Julia A. Stern is the author of the new book Bette Davis Black and White. Her other books include Mary Chesnut's Civil War Epic. She is the Charles Deering McCormick Professor of Teaching Excellence and Professor of English and American Studies at Northwestern University.
Q: What initially intrigued you about Bette Davis, and how did you end up writing this book?
A: I discovered Bette Davis on the Midnight Movie on television in my early teen years; her pictures were a revelation, focused on powerful, brilliant, charismatic, and occasionally villainous women characters around whom entire stories turned. In the early 1970s, it was magical to see such a compelling actress commanding such narrative attention.
I became a Davis devotee; and much later, in the early 2000s, I was imitating scenes from Now, Voyager with an honors student, who told me I should be teaching this material.
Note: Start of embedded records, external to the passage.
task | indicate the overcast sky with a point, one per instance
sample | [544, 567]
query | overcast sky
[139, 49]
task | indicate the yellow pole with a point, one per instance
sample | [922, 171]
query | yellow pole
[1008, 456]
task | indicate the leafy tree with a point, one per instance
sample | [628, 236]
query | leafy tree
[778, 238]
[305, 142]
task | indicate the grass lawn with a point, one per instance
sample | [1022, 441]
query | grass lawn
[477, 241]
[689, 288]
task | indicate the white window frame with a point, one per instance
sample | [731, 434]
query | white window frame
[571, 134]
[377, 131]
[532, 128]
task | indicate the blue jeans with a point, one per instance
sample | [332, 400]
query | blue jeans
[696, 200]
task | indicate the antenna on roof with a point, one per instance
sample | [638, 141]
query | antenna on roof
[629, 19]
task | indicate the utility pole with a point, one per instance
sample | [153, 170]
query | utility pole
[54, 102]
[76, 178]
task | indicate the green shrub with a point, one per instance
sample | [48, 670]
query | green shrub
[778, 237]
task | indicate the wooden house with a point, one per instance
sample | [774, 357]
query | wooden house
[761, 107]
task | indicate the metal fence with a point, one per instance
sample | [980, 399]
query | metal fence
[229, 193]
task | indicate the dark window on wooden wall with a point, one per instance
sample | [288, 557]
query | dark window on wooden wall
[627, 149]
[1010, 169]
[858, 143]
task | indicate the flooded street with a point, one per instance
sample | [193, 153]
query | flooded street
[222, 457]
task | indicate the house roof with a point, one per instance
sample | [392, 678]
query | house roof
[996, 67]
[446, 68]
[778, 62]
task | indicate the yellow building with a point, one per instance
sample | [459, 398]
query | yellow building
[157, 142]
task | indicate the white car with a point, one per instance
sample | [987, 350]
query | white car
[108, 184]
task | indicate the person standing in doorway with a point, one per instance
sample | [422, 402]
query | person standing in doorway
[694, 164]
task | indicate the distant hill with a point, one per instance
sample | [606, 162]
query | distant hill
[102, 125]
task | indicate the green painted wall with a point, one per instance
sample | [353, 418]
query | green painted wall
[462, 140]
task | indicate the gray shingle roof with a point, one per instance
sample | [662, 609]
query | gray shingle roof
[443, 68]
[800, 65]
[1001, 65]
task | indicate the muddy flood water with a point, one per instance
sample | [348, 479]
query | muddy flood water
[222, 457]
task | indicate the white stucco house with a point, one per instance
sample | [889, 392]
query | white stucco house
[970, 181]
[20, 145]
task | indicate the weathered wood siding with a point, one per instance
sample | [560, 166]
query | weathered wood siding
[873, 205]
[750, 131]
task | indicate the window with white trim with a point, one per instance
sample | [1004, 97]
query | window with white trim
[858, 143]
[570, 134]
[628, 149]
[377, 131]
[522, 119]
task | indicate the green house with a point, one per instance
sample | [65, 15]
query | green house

That led me to craft a course centered around American women’s auteurship of the early 20th century, with Davis films as the finale of the course.
The memoir part of the book comes from having come into racial consciousness by watching Davis’s films featuring black actors, who had been deputized to play buffoons, but who pushed back against such phantasmagoria, resisting these stereotypes while seeming to enact them.
Q: What would you say are some of the most common perceptions and misconceptions about Davis?
A: Perceptions: that she was a woman warrior of an actor; that she was single-mindedly devoted to her craft; that she was brilliant.
Misconceptions: that she hated and feuded with Joan Crawford; that she was impossible to work with; that she stole people’s limelight on film; that she was a monstrous mother.
Q: In the book, you describe conflicting information about Davis's views on race. How would you reconcile these perspectives?
A: Davis was an egalitarian who treated people with respect and dignity; she encouraged and mentored black actors; and she worked with Hattie McDaniel entertaining black troops in California. She also wore blackface masquerade on the occasion of her 70th birthday party.
I would say that she was a heroine in the black press whose racial activism was largely ignored by the white media. She desegregated the Hollywood Canteen as its president, but hardly encouraged mixed race dancing.
She was a complex figure, neither perfect nor radical, who nevertheless devoted much of her life to the advancement of racial equality, in big and smaller ways.
Q: What do you hope readers take away from the book?
A: I hope readers will return to Davis’s films, read in black history, and rethink classic Hollywood’s political and cultural complexities.
Q: What are you working on now?
A: I’m thinking about a project that would explore my teaching Faulkner, race, and politics over the last 30 years.
Q: Anything else we should know?
A: Remind people to return to classic Hollywood films, which have much to tell us about American history and culture.